The whole challenge was well documented throughout Augusts archives. It was a wonderful insightful experience which I shall definitely revisit next year at some point.

On day 11 of the 21 days of modelling I tried to be non verbal to fully immerse myself in AAC.

Wowsers, tough doesn’t even scrape the surface.

It was frustrating and I was slow. I couldn’t find the words fast enough and I could see people getting bored with me and I only did it at home with the children!

I even found myself breathing differently as the anxiety of not getting my message across took over every element of my focus. One thing that struck me throughout was how incredibly lonely I felt. I could see and hear what was going on but was unable to keep up to comment or respond to interactions going on around me. I gave up on trying to become involved unless communication was actually directed towards me and even then it took time and patience for the response to be composed.

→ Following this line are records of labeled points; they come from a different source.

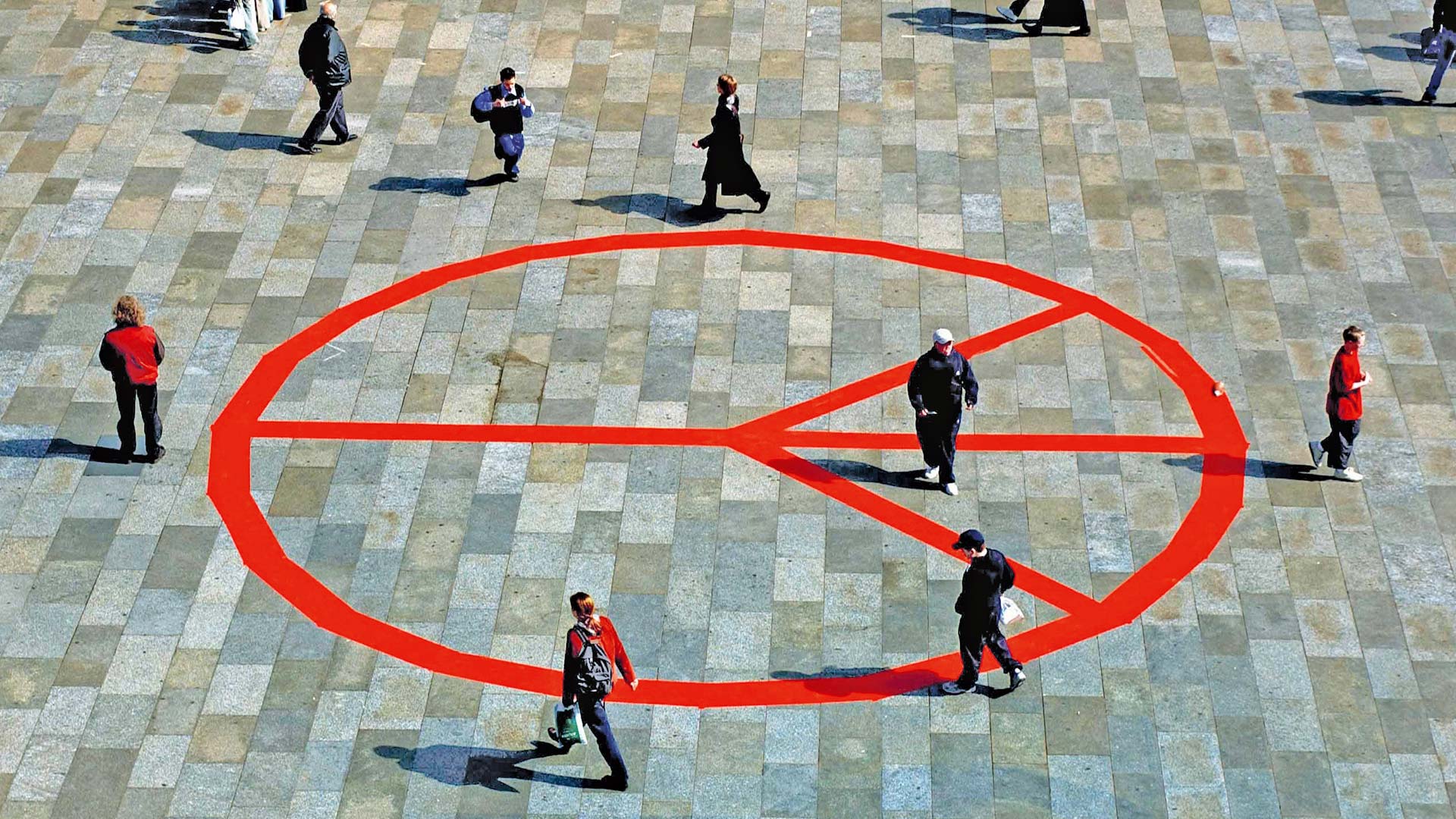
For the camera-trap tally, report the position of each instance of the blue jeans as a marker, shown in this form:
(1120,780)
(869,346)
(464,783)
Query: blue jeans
(595,714)
(1448,39)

It certainly helped me try to understand the difficulties that Dylan has when using AAC and ensured that I allowed him more time and space to be able to use it efficiently.

 

August 2016 also marks five years since we took Dylan out of school and had him full-time at home. I remember summer 2011 clearly and the terror and dispair we felt when we made the leap to remove him from special ed.

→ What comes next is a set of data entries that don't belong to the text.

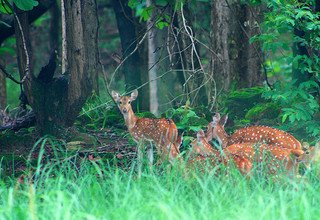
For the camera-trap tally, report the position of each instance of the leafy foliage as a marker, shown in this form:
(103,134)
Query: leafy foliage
(289,24)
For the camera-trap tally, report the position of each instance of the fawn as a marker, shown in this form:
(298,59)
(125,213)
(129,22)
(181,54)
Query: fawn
(162,132)
(203,152)
(311,155)
(253,134)
(245,154)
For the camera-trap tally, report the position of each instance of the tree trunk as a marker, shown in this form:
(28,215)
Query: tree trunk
(3,91)
(54,26)
(251,54)
(194,72)
(152,65)
(132,66)
(58,100)
(233,24)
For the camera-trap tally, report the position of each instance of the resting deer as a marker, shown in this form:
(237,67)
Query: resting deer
(203,152)
(253,134)
(162,132)
(245,154)
(311,155)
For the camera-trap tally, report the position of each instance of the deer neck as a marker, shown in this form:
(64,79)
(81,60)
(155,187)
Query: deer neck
(222,137)
(130,119)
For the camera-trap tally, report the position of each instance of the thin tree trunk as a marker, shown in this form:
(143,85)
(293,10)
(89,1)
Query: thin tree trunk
(3,91)
(64,61)
(132,68)
(235,60)
(195,74)
(54,26)
(152,65)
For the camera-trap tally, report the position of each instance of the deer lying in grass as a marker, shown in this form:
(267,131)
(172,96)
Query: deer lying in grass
(202,152)
(162,132)
(251,134)
(244,155)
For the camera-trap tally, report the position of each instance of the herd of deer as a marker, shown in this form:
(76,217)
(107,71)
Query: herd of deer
(246,146)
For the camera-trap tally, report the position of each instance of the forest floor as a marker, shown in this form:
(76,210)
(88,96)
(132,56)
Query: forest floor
(17,149)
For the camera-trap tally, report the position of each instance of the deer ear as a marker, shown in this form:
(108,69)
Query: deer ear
(215,120)
(200,135)
(134,95)
(224,120)
(115,96)
(305,146)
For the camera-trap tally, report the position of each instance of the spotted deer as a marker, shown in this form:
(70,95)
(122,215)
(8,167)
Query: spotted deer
(202,152)
(311,155)
(253,134)
(272,156)
(245,154)
(162,132)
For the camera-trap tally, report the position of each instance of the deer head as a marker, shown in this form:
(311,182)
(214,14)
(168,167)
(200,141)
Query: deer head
(201,145)
(311,155)
(215,128)
(124,102)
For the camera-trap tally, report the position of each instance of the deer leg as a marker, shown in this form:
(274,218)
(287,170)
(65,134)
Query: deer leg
(150,154)
(140,158)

To be honest we had nothing left to lose.

When we took Dylan out of school he was like a little frightened feral mouse. He couldn’t sit, he was constantly twitching, he couldn’t respond to his name and wouldn’t come when he was called. He couldn’t hold a pencil, use a knife and fork, he couldn’t count, couldn’t use glue appropriately, he couldn’t read. He would smear his saliva over every single surface. He would run, flapping his hands from one end of the room to the other all day long. He would go upstairs when people came around and wouldn’t come down until they had left. He would verbally stim constantly, loud irritated humming, intermittently peppered with screeched, hand flapping or a constant ‘pill rolling’ motion with his fingers which would intensify when out-of-doors. No meltdowns, this was just what Dylan needed to do to get through the experience of being overwhelmed and anxious, I realise that now.

People used to stare, unsure of what to make of him. He didn’t look disabled or unwell; just really odd. We were lost with what to do to help him. School were unconcerned, and denied us any concerns – Dylan’s lack of development was always put down to his autism ‘this is autism’ they would say, like what more did we want?

We wanted more so we went and we did it.

 

5 years on it’s the best thing we ever did.